With 414 of 416 precincts reporting, the 48-year-old Fung, who lost his first bid for governor to Democrat Gina Raimondo in 2014, was comfortably ahead of Rhode Island House Minority Leader Patricia Morgan and former Alex & Ani CEO Giovanni Feroce in Wednesday's GOP primary. Fung had 56.5 percent of the votes to 40.1 percent for Morgan and 3.4 percent for Feroce, who launched his bid while entangled in lawsuits stemming from his last business venture.
Appearing before his cheering supporters, Fung, 48, said: "We are only seven weeks away from bringing fundamental and massive reform to Smith Hill...Seven weeks from reversing the horrific incompetence of the Raimondo administration that has failed our seniors and our most vulnerable children."
"Enough is enough," he said. "We can do better than Raimondo's Rhode Island."
Fung ran on promises to scrap Raimondo's company-specific tax-incentive programs, cut the state's 7-percent sales tax to 5 percent, and take a hard line against immigrants in the country illegally and the state's Democrat-rich "sanctuary cities." He now heads into the Nov. 6 general election facing the winner of the Democratic primary, and others including Republican-turned-independent Joe Trillo.
Morgan promised a more modest sales tax cut. She promised to pull the plug on Raimondo's new trucks-only highway tolls. She also sought to shore up her GOP bona fides by promising to hire former Attorney General Arlene Violet as the state's first inspector general and 2010 Republican gubernatorial candidate John Robitaille as her commerce secretary.

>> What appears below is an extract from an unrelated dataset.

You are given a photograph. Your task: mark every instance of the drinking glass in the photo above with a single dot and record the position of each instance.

But the dominant issue in the GOP primary race -- and the only one that seemed to catch fire on the talk radio circuit -- was Fung's refusal to take part in any TV debates. Morgan stood in front of Cranston City Hall, next to man dressed in a chicken suit, asking: "Is that Al the debate chicken?" The "debate chicken" had its own Twitter account.
Theatrics aside, the Republican competitors seemed to agree more than they disagreed on core Republican Party issues.
While declining for months to answer questions about the many controversies engulfing President Trump, the Fung campaign in July released selected results from an internal poll that touted his standing among Trump voters in blue-state Rhode Island.
The polling memo from Public Opinion Strategies said Fung, at that point, had the support of 64 percent of Donald Trump voters; 70 percent of "right-to-life voters," and 64 percent of "2A voters," which means gun-rights supporting voters who, as a rule, oppose any new gun control action by the Rhode Island legislature.
Feroce's comment at the time: "My campaign has been one of deliberate strategy of staying in third place until all candidates have been identified for the ballot. My next step is to surpass Rep. Morgan by mid August and then focus on Mayor Fung."
Morgan, who has in recent years led the tiny House GOP bloc at the State House, tried to paint Fung as a "Democrat" in disguise who only ran as a Republican the first time because the "Democratic city committee rejected him," and then, "sponsored and voted for efforts to ban assault weapons" as a city councilman. (Fung, who no longer supports an assault-weapons ban, says his views have evolved.)
Fung largely ignored his opponents. The only debate in which he took part was on a Woonsocket-based radio station with limited reach.
Former Trump press secretary Sean Spicer -- who grew up in Rhode Island -- handed Fung his only high-profile national GOP endorsement. "Part of the reason I am home is I was pleased to come in to support Allan Fung. He's just a great friend and beyond a great friend, a great leader in Cranston," Spicer told WPRO -radio.
Feroce endorsed Fung Wednesday night after the votes were tallied. Asked if she would do the same, Morgan said: "Not tonight. I'm tired."
In 2014, Raimondo beat Fung with 40.7 percent of the vote to 36.2 percent for him and 21.4 percent for the late Robert J. Healey, running for governor that year under the Moderate Party banner.